Niby mieszkam na terenie nie zalewowym, żadnej rzeki, jeziora czy zbiornika wodnego, który groziłby wylaniem, a mimo wszystko wody w piwnicy mam aż nadto.....
Jeszcze żadnego roku, szczególnie o tej porze, nie miałam takiej sytuacji :(((
nitka1 2011-01-16
bardzo współczuję
bethi 2011-01-16
re:fakt, przechlapane w pełnym słowa znaczeniu:) ale najważniejsze to pozytywne podejście do sprawy. Mam nadzieję że do pokoju nie wejdzie woda:)
gonzo57 2011-01-16
To masz niezły pasztet a do wiosny jeszcze troszkę zostało
dobrunia 2011-01-16
... mam to samo w piwniczce z hydroforem ... niestety cały czas wody przybywa i robi się spięcie i nic co na prąd w garażu nie działa ... :(((, a poza tym cały trawnik pod wodą, i pole też ... :(
eljot60 2011-01-16
witaj dobrze-niedobrze zmoczona Elu ... jeśli woda jest w piwnicy, to znaczy da się przeżyć ... jeszcze kilka lat mokrych, a potem znów będą suche
- cierpliwości życzę :)
emporio 2011-01-16
uuuu nieciekawie , trzymam kciuki i slonecznych dni Ci zycze by przechlapane minelo ........
bethi 2011-01-16
re:refciu, na karpia jeszcze ciut mało wody, tylko 15 cm, ale akwarium z neonkami już mogłoby być, może płytko ale za to jaka przestrzeń:)
bethi 2011-01-16
re: emporio, jestem dobrej myśli, w pokoju jeszcze mam sucho, tyle tylko, że jak przechlapanie minie to masa pracy czeka mnie w piwnicy.:)
lech57 2011-01-16
Lata temu u nas w Krakowie gdy ktoś chodził w przykrótkich
spodniach mówiło się że ma "wodę w piwnicy",
ale współczuję
Pozdrawiam
alusia0 2011-01-16
....jeśli cie to pocieszy moja siostra też ma wode w piwnicy....powiedziano że to wody podskórne nie mają sie gdzie podziać...
marth 2011-01-16
Bardzo współczuję Elu!
Nie mam pomysłów wielu,
ale w ciągu dnia wietrz pomieszczenie,
by wilgoć nie pełzła Ci po ścianie
na kondygnację wyższą!
Jesteś mi teraz w sercu osobą naj_bliższą! :) :*
torej3 2011-01-16
To samo widziałem dziś u sąsiada,w styczniu jeszcze nigdy tak nie było... Pozdrawiam Cie cieplutko.
bethi 2011-01-16
re:Och marth-ulubiona
pomysł na nic się zda
ta woda pieprzona
sama wsiąkać ma
a jak wsiąkać zacznie i ją przyfiluję
to włączę pompkę i ją wypompuję:)
dzięki za wsparcie
eriska5 2011-01-16
straszne...ale tak jest w wielu miejscach i nie wiadomo co z tym robić?
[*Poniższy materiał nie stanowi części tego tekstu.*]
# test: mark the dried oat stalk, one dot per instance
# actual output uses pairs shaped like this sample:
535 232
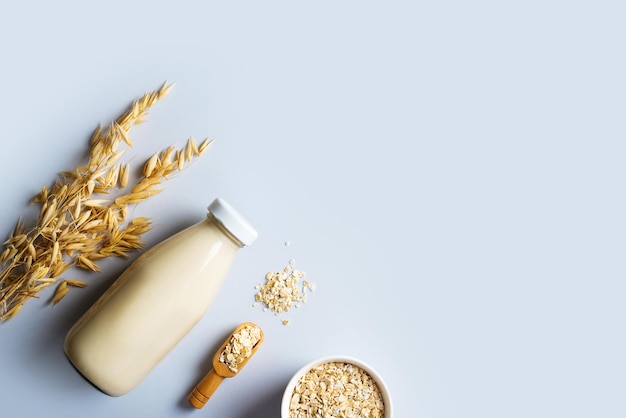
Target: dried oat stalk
81 220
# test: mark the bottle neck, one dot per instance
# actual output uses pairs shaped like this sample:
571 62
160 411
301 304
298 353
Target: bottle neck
223 229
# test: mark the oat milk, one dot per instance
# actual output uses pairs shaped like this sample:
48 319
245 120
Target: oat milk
156 301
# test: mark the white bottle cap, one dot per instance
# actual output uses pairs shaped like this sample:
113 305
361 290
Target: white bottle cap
233 221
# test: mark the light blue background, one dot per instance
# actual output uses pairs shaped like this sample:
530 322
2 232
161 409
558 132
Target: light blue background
450 173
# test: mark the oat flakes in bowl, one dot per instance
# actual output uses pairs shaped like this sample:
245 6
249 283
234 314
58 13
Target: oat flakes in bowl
336 386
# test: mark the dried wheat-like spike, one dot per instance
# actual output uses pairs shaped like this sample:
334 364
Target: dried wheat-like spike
78 223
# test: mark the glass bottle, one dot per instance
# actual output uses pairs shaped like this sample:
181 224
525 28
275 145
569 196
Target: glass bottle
156 301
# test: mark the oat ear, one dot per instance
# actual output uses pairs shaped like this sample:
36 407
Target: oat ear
76 229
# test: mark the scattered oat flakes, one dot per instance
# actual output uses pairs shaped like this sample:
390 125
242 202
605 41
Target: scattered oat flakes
240 346
282 289
336 390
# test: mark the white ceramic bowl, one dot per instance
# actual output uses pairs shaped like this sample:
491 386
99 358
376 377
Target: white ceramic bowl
284 406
Życzę dużo cierpliwości ,bo ja juz powoli tracę:)))
ewulka 2011-01-17
współczuję.....u nas w zeszłym roku po ulewnych deszczach nie można było wyjść z klatki schodowej na podwórko(początkowo woda była na 1 metr wysoka).....nasz blok jest trochę niżej położony......
latak 2011-01-17
...to się nawiosłujesz tej wody......
barbraa 2011-01-17
Witaj Elu:))...nieciekawie to wygląda...
Pozdrawiam cieplutko:)))
emporio 2011-01-17
Życze Ci słonecznego dzionka .....i oby to"przechlapanie " minelo Pozdrawiam cieplutko
lukasz9 2011-01-17
Niezbyt sympatyczny ten wodny reportaż, mam oczywiście na myśli piekiełko jakie Ci woda zgotowała, podziwiam przy tym Twoje poczucie humoru :)
Wszystkiego naj ...:)
andaba 2011-01-17
No to współczuję... Nas zalewało regularnie w tym roku od maja do sierpnia... teraz na szczęście nie.